There were many clusters of the insects in multiple pine and eucalyptus trees this morning, with about 30 people of all ages up and down the sanctuary’s pathway, every one of them looking up. Occasionally we’d see a monarch or two gliding in and out of the trees of the small forest against a clear blue sky.
If you’ve never seen a cluster of monarchs before, you might be disappointed at first. Their closed wings are more gray than their well-known bright orange, appearing more like dead leaves. Still, there’s something wondrous about seeing them, these iconic and beloved insects who currently face extinction. (The status of the Western monarchs is not officially recognized by the Environmental Protection Agency as “endangered,” although it does recognize them as threatened. The International Union for Conservation of Nature earlier this year declared them endangered.)
The best pathway toward protecting the monarchs is through data collection, which is taking place right now by citizen scientists from Nov. 12 to Dec. 4, up and down the California coast for the annual Thanksgiving Monarch Count overseen by the Xerces Society. The nonprofit collects counts of monarchs at overwintering sites both around Thanksgiving and then again around New Year’s Day. (The season runs approximately October through February.)
In Monterey County, the official counts are conducted on behalf of the Xerces Society by the Pacific Grove Museum of Natural History. Each year the museum trains volunteers to fan out to each of the county’s 20 overwintering sites located from Moss Landing to Big Sur, according to Liese Murphree, the museum’s director of education and outreach.
Currently there are about 16 volunteers who go out in pairs to the sites “at the crack of dawn,” says Murphree, twice during each count period. They use a scientific protocol to count the insects, developed by the Xerces Society to give researchers an accurate count within the range of what’s needed for scientific reporting. Murphree calls it a “sophisticated estimation.” The highest count of the two visits is used as the official count for the period.
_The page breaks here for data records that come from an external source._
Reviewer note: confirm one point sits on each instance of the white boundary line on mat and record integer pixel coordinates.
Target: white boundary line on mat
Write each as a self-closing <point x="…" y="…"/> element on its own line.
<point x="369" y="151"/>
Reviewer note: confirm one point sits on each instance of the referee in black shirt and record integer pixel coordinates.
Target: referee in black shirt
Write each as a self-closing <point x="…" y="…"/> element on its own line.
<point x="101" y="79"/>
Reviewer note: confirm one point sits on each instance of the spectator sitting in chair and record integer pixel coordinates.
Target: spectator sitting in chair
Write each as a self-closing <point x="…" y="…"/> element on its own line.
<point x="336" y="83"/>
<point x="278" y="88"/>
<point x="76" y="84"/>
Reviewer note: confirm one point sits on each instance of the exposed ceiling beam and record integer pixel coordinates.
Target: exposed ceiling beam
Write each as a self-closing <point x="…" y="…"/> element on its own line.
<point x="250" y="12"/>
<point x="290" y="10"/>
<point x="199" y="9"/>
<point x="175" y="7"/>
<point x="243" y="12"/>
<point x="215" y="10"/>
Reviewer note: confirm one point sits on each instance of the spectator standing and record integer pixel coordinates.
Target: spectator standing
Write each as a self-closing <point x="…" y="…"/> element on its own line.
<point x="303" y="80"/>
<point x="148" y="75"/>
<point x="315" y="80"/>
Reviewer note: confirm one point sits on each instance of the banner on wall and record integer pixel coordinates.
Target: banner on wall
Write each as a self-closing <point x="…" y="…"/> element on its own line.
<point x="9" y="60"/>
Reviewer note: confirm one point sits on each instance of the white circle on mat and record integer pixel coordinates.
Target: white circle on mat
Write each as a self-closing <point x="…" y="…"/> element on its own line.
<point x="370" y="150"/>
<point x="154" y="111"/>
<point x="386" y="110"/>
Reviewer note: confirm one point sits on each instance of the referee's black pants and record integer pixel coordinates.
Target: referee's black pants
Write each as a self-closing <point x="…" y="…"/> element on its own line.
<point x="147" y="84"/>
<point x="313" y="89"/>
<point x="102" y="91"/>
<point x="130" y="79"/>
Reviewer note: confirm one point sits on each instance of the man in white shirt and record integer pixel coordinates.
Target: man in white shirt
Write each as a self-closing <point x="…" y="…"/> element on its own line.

In 2020, the official Thanksgiving count in the sanctuary was zero. That was the disastrous year that saw only around 2,000 butterflies in the entire state and everyone thought for sure the species was about to go extinct. Hopes were buoyed last year when the count was 13,608 in the sanctuary and over 247,000 for the entire coastline.
The counts are important for the future of the butterflies, Murphree says. “We do this in hopes of protecting the species,” she says. The more scientists know, the better we can develop policies to prevent their extinction.
Outside of the Xerces counts, the museum has a dedicated team of volunteers who go to the sanctuary every Friday morning to count. The number is then updated on the museum’s website. The count as of last Friday was 12,328, so not far behind last year’s Thanksgiving count number.
If you want to see the monarchs for yourself this holiday weekend, try to go early like the citizen scientists, although you should be ok at other times, especially later in the day as the butterflies settle in for the night ahead. The P.G. Sanctuary is located at 250 Ridge Rd., Pacific Grove. It’s open from 8am-5pm every day. (Leave dogs at home since they are not allowed in the sanctuary.)
There are two other locations in P.G. where you might catch a glimpse: the P.G. Municipal Golf Course and Washington Park. Other overwintering sites in the county include Moss Landing Middle School, Point Lobos and Andrew Molera State Park. Or keep an eye out if you’re anywhere near the coast. We see them every now and again flitting around the Weekly’s office in Seaside.